Innocent Bystander posted:

I posed the following a couple of years ago, but no-one offered any answers...

It seems to have become common practice with equipment racks to have the rack shelf, then an additional shelf/board on top of it, on point contacts (domes etc), with the equipment sitting on that, while the equipment commonly has some form of elastomeric feet of its own.

Can anyone explain the logic of the extra board, and how it supposedly improves sound quality?

I ask because it seems to me that the extra board will create an additional 'sounding board' that will be excited by incident sound, causing vibrations at the board's resonant frequencies and thus potentially degrading sound quality unless the equipment feet provide adequate damping isolation or damping (in which case why bother in the first place?)

Surely a better approach would be either:

i) At the very least make the second shelf/board heavily damped (e.g. by adherent damping pads or coating along the lines of 'dedshete').

Ii) Rather than an extra shelf/board near to the size of a rack shelf, use small plates (whether glass, stone wood, round, square or triangular) just 2-3 inches across, under each equipment foot, each positioned on three point contacts (rather like drinks 'coasters' but made of something substantial). This would provide a much smaller surface area for aural excitation, while pushing the resonant frequencies much higher, where sound energy to excite is likely to be less and equipment feet might be more effective at absorbing.

iii) Have the main rack main shelves themselves decoupled from the rack frame by point contacts, and the shelves damped, whether by the intricate routed channels some use or by applied damping material (or both), negating the apparent need for a second decoupled shelf/board to do the same. This is down to rack design - and I think some may indeed be like that.

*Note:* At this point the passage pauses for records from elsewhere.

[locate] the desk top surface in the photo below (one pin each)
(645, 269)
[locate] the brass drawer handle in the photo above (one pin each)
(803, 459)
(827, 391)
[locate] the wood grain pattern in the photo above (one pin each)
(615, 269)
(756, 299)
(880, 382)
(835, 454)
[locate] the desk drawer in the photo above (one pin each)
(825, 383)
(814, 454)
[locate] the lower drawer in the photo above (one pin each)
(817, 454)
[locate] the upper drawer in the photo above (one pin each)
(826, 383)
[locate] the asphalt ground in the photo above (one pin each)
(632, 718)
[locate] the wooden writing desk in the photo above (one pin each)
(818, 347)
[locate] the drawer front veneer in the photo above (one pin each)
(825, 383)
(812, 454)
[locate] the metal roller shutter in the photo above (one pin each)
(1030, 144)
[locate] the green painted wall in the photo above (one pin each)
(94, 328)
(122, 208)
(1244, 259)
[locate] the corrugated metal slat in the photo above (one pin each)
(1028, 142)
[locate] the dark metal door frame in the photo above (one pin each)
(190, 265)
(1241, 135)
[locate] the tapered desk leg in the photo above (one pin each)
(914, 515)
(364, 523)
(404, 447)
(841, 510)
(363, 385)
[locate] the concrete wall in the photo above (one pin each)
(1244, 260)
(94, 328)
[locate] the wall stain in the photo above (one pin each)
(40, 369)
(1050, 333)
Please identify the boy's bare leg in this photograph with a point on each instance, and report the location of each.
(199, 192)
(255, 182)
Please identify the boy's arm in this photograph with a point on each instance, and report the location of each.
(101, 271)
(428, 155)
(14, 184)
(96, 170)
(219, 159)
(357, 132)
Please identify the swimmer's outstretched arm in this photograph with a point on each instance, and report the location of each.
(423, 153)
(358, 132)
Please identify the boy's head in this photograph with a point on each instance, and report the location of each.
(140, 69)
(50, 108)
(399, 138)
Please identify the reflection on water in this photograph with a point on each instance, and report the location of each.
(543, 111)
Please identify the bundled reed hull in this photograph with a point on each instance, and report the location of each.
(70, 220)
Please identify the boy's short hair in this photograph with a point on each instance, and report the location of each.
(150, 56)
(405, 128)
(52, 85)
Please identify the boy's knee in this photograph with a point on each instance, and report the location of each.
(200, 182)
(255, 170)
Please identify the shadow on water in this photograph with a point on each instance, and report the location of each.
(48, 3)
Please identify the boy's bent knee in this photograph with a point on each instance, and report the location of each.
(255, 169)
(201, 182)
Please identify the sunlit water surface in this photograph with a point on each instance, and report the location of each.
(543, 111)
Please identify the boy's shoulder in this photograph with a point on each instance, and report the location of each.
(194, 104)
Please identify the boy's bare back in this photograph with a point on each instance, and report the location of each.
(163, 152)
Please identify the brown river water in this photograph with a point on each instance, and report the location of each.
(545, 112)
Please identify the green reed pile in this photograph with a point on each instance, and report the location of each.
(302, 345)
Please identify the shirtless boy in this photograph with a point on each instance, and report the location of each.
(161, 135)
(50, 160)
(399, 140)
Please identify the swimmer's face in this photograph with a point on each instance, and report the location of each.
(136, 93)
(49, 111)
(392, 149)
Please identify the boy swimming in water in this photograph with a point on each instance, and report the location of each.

iv) Have the rack dispense with conventional shelves entirely, instead having support bars or projections just adequately sized to take small isolation plates as in ii) - though that would require either a customised rack for each installation or standardisation of feet positions on all equipment, so would be likely to be either very costly or dedicated to a single equipment brand (such as Naim...)

i) and ii) could be simple, low cost DIY upgrades.

 

I believe there are a few different approaches with racks, and you should consider which way with what's being supported.

Naim boxes and it's construction methods prefer the Naim Fraim, a slightly resonant relatively open and light method.   In tune with the engineered aspects within.

Other hifi,  heavy extruded panels, thin folded sheeting, methods of compliance etc will respond differently.  Some preferring a dead non resonance and others needing some way of channeling out the vibrational energy within.